Buckingham Palace has appeared to distance itself from comments made by the Duke of Sussex as Harry urged people in the US to “reject hate speech” and vote in the presidential elections.
Harry has faced a backlash amid claims of political interference and suggestions he is telling people to vote against Republican nominee President Donald Trump.
The Palace highlighted the fact that the duke is no longer a working royal, and said his remarks were made in a “personal capacity”.
A palace spokesman said: “We would not comment.
“The duke is not a working member of the royal family and any comments he makes are made in a personal capacity.”
‘Felt presence of slaves’
The bishop who delivered the sermon at the Duke and Duchess of Sussex’s wedding has said he felt the presence of slaves during the royal nuptials in St George’s Chapel.
Bishop Michael Curry gave an impassioned address on the power of love when Harry wed Meghan in 2018.
He told People magazine: “After I preached the sermon, I just remember it was like I could feel slaves around the place.
“I don’t mean to be spooky, but it was like their voice was somehow heard that day.
“I included one of their songs There is a Balm in Gilead.
“It was like their voice, one of their songs, one of their descendants was there that day.”
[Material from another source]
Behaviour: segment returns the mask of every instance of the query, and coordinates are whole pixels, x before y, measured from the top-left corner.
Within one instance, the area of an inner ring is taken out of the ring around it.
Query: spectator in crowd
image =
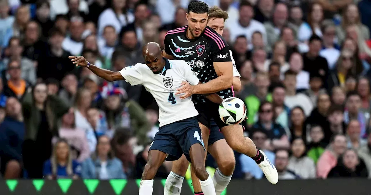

The presiding bishop of the Episcopal Church in the US, who is a descendant of slaves and the son of a civil rights activist, was discussing his new book Love Is The Way.
Former Suits star Meghan became the first mixed-race person in modern history to marry a senior British royal.
She has described how her great-great-great-grandfather created his own identity when freed from slavery, choosing his own last name Wisdom.